What is “well known”, which as has been discussed here ad infinitum, depends entirely on what circle one keeps. To a Whitman aficionado, YAWP is as well-known as JAYZ is to a hip hopper. Why it is assumed on this blog and elsewhere that everyone keeps current with pop culture and the latest technology is yet another one of those curiosities. I, personally, did not go to college to learn that OREO cookies were the first product that National Biscuit introduced or that PACMAN has a perfect score of 3,333,360. Learning that bit of trivia did not affect me in the same way or degree that hearing “Leaves of Grass”, for the first time, did.

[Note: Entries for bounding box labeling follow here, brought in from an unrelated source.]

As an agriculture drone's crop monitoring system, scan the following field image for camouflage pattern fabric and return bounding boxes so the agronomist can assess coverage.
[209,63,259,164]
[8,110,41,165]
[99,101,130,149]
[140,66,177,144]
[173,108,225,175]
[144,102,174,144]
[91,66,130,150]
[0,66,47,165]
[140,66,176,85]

As I said more than once, it’s about the crosses not the entries themselves.
NW corner of the NYT was a mess for me. Having never heard anyone utter the word “yawp,” I stuck with “carp” and then “harp” for far too long. I’ve heard of the APGAR test, but couldn’t recall it, so that added to my woes up there.
I vaguely recall Wang computers. I tend to associate them more with dedicated word processors than general purpose computers, but I believe they were in that market, too.
The whole puzzle had sort of an old-timey feel to me.
NW corner made me check my calendar. Is it REALLY Tuesday?? I’ve never heard the term “sugar pea”. They are sugar snap peas here – and I had a zillion of them in the garden this summer!
I’m with you regarding SUGAR PEA. A quick online search for “sugar pea” seems to confirm it’s sugar snap peas.
I wouldn’t let a Trump chew us,
For that would be presumptuous.
Derek, I am THAT old. Had to work hard to convince my Dad that an $80 TI calculator was a good birthday present. He didn’t understand why I didn’t want to stick with my slide rule. Anyway, being oldER helps with some things like WANG in the NYT.